At last it stopped. They rolled him on his side. He vomited into the bag. One of the men patted it gently all around. “A puke facial!” he exclaimed. “And we don’t even charge!”

They rolled him on his back and yanked the hood off. He was allowed a hand free to wipe his face. He coughed and coughed while he did it. At last his vision cleared enough for him to see Mr. Ludlum peering down at him. Because he was at the head of the bench, he looked upside down.

“Are you Bobby Feeney or Finn Murrie?” Mr. Ludlum asked.

Finn was at first coughing too hard to answer. When it eased a little he said, “Whichever you want. I’ll swear to it. Just don’t do it again. Please, no more.”

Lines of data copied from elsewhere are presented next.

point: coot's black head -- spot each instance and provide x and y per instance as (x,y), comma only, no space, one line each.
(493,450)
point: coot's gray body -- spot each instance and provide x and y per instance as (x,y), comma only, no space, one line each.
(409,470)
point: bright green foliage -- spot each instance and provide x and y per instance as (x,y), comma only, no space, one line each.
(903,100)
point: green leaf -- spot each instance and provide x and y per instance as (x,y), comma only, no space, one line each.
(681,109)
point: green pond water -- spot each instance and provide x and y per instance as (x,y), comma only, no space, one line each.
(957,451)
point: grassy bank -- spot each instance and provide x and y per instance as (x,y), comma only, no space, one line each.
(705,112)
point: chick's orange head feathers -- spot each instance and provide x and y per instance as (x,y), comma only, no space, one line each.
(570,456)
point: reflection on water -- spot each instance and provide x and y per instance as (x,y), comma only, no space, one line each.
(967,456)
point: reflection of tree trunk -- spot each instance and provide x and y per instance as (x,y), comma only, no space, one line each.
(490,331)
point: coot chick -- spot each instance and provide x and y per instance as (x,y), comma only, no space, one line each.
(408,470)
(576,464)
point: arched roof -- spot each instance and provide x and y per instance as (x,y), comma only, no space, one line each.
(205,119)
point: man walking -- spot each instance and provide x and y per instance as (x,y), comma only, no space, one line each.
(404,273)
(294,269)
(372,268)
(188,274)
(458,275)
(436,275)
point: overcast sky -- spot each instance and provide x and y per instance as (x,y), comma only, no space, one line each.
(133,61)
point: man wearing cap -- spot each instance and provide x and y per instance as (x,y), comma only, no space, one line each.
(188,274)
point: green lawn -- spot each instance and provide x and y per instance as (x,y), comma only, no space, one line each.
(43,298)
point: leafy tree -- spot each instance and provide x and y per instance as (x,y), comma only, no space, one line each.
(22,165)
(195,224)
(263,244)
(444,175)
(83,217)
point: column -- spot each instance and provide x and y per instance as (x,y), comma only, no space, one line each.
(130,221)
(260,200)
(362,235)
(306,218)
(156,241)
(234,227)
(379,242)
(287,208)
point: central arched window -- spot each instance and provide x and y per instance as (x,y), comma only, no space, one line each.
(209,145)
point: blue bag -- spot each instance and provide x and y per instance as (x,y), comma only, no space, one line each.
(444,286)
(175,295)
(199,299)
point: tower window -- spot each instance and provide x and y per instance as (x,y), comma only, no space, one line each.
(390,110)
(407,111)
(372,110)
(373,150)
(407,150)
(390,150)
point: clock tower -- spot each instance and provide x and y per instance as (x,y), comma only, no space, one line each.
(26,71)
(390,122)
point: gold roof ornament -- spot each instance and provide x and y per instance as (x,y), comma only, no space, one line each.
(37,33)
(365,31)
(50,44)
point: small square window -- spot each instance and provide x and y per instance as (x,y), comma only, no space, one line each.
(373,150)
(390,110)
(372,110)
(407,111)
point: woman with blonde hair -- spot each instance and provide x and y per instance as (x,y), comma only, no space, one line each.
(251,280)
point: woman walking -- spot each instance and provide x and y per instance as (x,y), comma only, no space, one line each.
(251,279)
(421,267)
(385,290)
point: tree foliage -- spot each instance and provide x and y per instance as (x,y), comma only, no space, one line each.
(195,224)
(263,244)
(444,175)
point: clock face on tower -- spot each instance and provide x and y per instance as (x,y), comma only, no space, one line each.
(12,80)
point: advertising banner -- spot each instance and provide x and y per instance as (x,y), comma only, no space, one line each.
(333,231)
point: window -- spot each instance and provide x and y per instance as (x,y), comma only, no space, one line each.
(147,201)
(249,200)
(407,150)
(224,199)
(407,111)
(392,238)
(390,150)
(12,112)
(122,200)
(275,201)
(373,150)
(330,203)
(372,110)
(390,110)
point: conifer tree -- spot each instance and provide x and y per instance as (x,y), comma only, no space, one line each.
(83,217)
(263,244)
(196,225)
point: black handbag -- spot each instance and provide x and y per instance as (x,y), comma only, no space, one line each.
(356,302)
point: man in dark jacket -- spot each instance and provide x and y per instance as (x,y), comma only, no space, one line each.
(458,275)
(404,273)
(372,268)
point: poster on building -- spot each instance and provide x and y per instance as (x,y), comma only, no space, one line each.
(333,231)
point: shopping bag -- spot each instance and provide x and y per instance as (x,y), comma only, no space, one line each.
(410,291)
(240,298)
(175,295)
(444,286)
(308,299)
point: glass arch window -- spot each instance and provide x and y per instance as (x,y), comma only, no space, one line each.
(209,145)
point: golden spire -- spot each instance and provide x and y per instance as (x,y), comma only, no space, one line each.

“Let’s say investigation has proved to our satisfaction that you are Murrie, rather than Feeney. Where is he?”

“Who?”

Mr. Ludlum nodded. One of the men—not Doc, not Pando, they weren’t here—fetched him a terrific open-handed wallop. A mixture of vomit and water flew.

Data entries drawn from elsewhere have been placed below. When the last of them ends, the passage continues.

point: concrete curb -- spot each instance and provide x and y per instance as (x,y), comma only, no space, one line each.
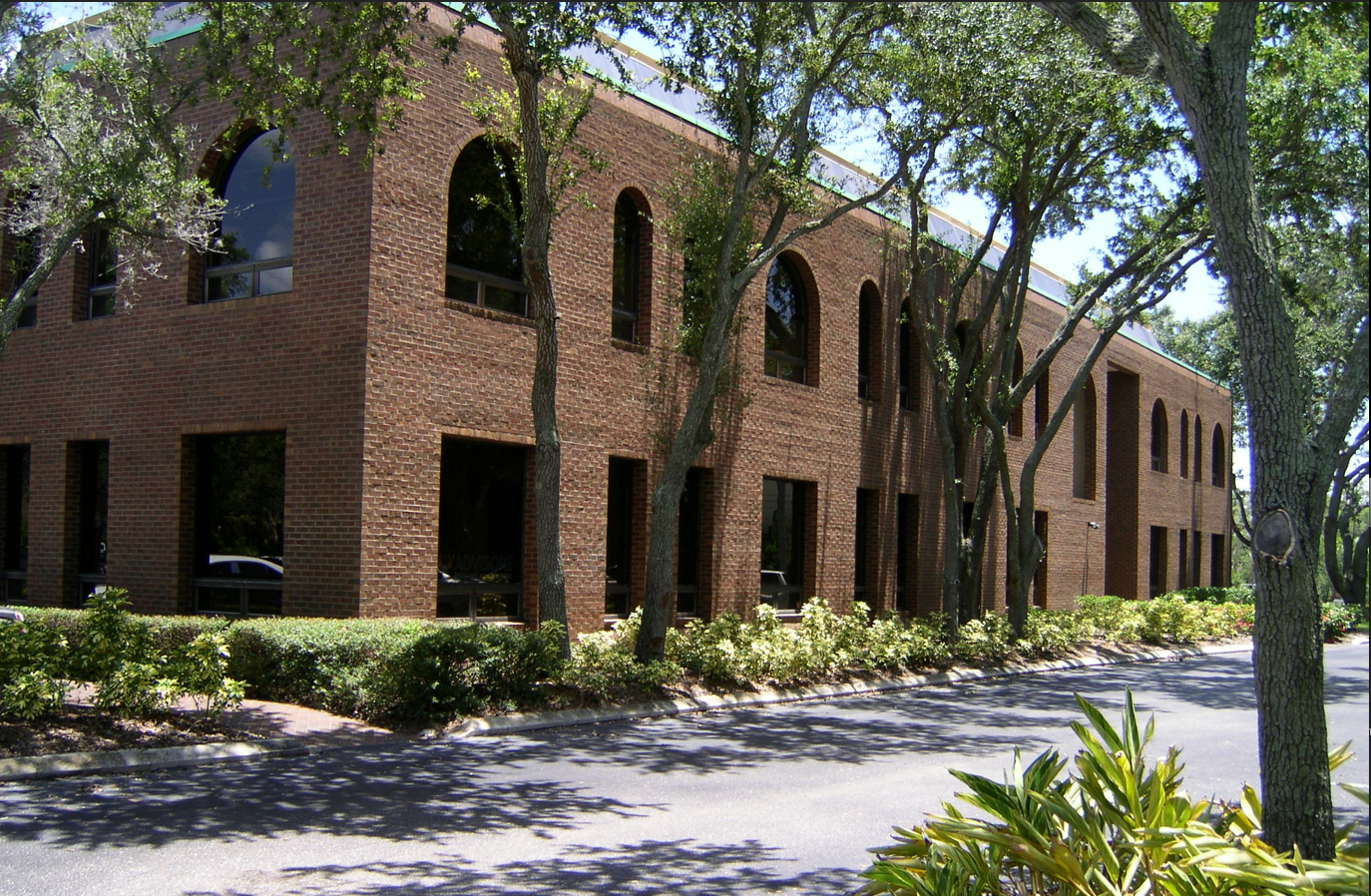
(63,764)
(659,708)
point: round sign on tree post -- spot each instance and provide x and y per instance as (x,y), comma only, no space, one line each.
(1274,535)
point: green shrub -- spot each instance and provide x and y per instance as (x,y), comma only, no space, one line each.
(1172,620)
(983,640)
(321,664)
(462,671)
(201,672)
(1048,634)
(1340,618)
(32,662)
(1111,825)
(1217,595)
(604,668)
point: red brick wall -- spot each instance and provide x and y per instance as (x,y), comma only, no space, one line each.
(366,367)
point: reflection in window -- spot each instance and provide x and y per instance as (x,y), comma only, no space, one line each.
(25,259)
(15,522)
(783,543)
(1216,454)
(868,304)
(1160,437)
(906,551)
(1184,444)
(1197,467)
(1016,415)
(102,264)
(256,234)
(238,524)
(480,531)
(630,226)
(619,539)
(787,314)
(688,539)
(911,363)
(1157,562)
(483,233)
(1084,443)
(92,506)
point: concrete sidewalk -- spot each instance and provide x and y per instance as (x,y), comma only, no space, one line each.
(292,730)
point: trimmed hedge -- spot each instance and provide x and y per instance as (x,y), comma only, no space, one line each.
(420,672)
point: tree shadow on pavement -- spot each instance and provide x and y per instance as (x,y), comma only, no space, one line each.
(389,793)
(682,867)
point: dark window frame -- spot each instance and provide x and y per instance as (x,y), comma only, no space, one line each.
(502,290)
(217,274)
(102,279)
(777,362)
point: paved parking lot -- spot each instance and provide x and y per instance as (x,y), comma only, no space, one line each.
(777,800)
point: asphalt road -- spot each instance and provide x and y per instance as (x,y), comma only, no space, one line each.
(777,800)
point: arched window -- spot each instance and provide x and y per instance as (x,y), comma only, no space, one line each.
(633,268)
(483,231)
(911,362)
(1217,452)
(1197,467)
(1184,445)
(787,322)
(1016,415)
(1160,437)
(256,234)
(1041,407)
(868,315)
(1084,454)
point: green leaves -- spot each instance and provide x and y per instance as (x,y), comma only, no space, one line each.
(1114,826)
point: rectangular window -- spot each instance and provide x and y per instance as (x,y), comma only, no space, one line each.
(238,524)
(480,531)
(688,540)
(1183,566)
(906,551)
(1195,546)
(862,548)
(21,264)
(619,539)
(1157,564)
(1040,577)
(15,524)
(102,266)
(92,509)
(783,544)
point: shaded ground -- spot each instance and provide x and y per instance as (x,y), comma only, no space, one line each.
(81,729)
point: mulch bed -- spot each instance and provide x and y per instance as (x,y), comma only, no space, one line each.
(81,729)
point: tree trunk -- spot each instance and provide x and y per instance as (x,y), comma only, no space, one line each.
(1209,88)
(538,226)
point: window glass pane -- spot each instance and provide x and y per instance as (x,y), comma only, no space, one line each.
(17,509)
(274,279)
(105,259)
(619,537)
(229,286)
(505,300)
(483,213)
(480,533)
(627,230)
(781,561)
(94,503)
(785,310)
(240,500)
(461,289)
(259,219)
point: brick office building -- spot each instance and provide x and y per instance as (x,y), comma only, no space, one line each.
(333,419)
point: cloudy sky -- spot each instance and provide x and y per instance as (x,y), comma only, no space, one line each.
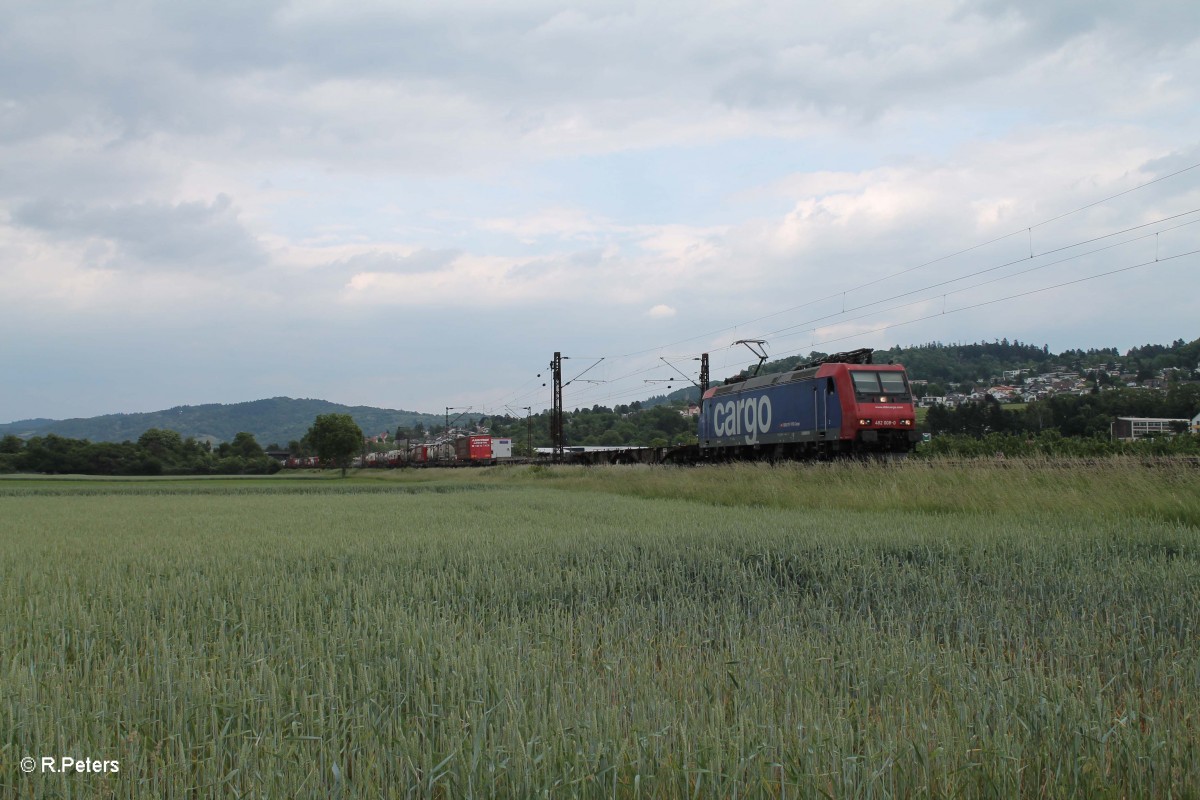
(413,205)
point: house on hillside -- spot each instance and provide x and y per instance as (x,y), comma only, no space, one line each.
(1131,428)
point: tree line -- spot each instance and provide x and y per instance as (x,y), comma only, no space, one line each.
(156,452)
(335,438)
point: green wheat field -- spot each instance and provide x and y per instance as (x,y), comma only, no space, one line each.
(941,630)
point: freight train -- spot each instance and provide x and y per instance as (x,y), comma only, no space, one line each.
(839,405)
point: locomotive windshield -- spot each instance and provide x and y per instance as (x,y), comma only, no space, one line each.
(870,384)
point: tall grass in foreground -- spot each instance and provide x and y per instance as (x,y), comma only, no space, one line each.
(525,642)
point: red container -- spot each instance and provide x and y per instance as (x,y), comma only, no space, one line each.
(473,449)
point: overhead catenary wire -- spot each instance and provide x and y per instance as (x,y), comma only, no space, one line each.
(1027,230)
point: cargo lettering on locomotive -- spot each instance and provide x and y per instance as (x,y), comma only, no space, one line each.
(744,416)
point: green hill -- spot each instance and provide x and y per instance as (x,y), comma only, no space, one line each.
(277,420)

“Feeney, Feeney, Feeney! Where is he?”

“I don’t know!”

“Where is the bomb factory? Last chance, my boy, before you enjoy another baptism.”

Finn coughed, choked, turned his head to the side, heaved, spat. “You said… papers. Papers in a briefcase.”

“Papers be damned. Where is the bomb factory?”

“I don’t know anything about—”

Mr. Ludlum nodded. The wet cloth went over Finn’s face. The water began to flow. Soon he wanted to die. He wanted that more than anything. But he didn’t. At last, semiconscious with the puke-stained bag once more over his head, he was brought back to his cell. He was no longer hungry. There was that, at least.

The last thing Mr. Ludlum said before closing the door was, “It doesn’t have to be this way, Finn. Tell us what Feeney did with the blueprints and this can end.”

There were no blasts of music, but Finn was still unable to sleep for a long time. Every time he started to drift, a new coughing fit would shake him awake. The last one was so furious he thought he might pass out, which would be welcome. Anything to escape this nightmare. The skylight high above him sent a few slices of subdued light through the slopped-over black paint. Outside, in a world that was no longer his, it was daytime. Maybe early, maybe late. Whichever it was, there were people out there going about their business with no idea that in this cell, a young man with no luck but bad luck was trying to cough water out of his lungs.

For every stroke of bad luck God deals out, his grandma had said, he gives two strokes of the good.